Nirma y Tamara se hacen cada una de entre tres y cinco turnos en las ocasiones que es abastecido el punto de venta de la barriada donde viven ambas. Todo está en dependencia de que la policía no llegue para “organizar” la cola porque entonces, en el mejor de los casos, tendrán que cederle algunos de los turnos al oficial a cambio de que no las reprenda por la ilegalidad.
En la peor de las situaciones, pudieran terminar con una multa o encerradas en prisión. Sea cual fuese la situación, las dos mujeres tendrán que pagar como soborno una parte de sus ganancias al “organizador de colas”, la nueva figura creada por el régimen, con salario estatal, y que por las ventajas “coyunturales” de que goza actualmente va camino a convertirse en uno de los empleos más codiciados.

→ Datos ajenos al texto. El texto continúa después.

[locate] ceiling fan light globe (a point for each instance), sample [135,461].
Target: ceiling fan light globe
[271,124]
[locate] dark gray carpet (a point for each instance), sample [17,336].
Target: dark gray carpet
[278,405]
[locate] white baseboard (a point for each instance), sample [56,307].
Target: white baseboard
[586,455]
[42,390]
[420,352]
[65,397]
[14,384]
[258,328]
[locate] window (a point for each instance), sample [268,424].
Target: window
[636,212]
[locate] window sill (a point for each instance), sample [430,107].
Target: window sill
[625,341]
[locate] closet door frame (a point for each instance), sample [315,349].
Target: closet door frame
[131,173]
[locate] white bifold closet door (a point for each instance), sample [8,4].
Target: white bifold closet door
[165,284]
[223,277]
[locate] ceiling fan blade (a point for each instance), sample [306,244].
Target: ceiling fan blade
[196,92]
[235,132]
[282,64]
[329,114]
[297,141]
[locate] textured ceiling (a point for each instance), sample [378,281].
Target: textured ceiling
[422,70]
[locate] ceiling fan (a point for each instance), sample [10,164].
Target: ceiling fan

Aunque las cifras oficiales hablan de la efectividad de las medidas sanitarias tomadas por el régimen para frenar el avance de la COVID-19 en Cuba, lo cierto es que los aislamientos y el cierre total de las actividades comerciales estatal y privada, unidos a la regulación de absolutamente todos los productos y la escasez de alimentos que ya venía desde mucho antes de la pandemia han causado y continuarán causando grandes estragos en la población y en las economías familiares, limitadas a estrategias de supervivencia extremas.
Sin ayudas por parte de las instituciones del gobierno, viviendo algunos bajo el temor de los decomisos, acusados de “acaparamiento” o “actividad económica ilícita”, y la mayoría dependientes del turismo o de los viajes al exterior, muchos trabajadores por cuenta propia se han visto abandonados a su suerte.
Los que han podido, han acudido a salvar el ínterin con los ahorros o han variado las funciones del negocio dentro de los estrechos límites permitidos por la ley, pero son solo una minoría que no da cuenta de la verdadera magnitud de la tragedia que han significado estos meses de inactividad para tales “emprendimientos” que en realidad son mera “economía de subsistencia”.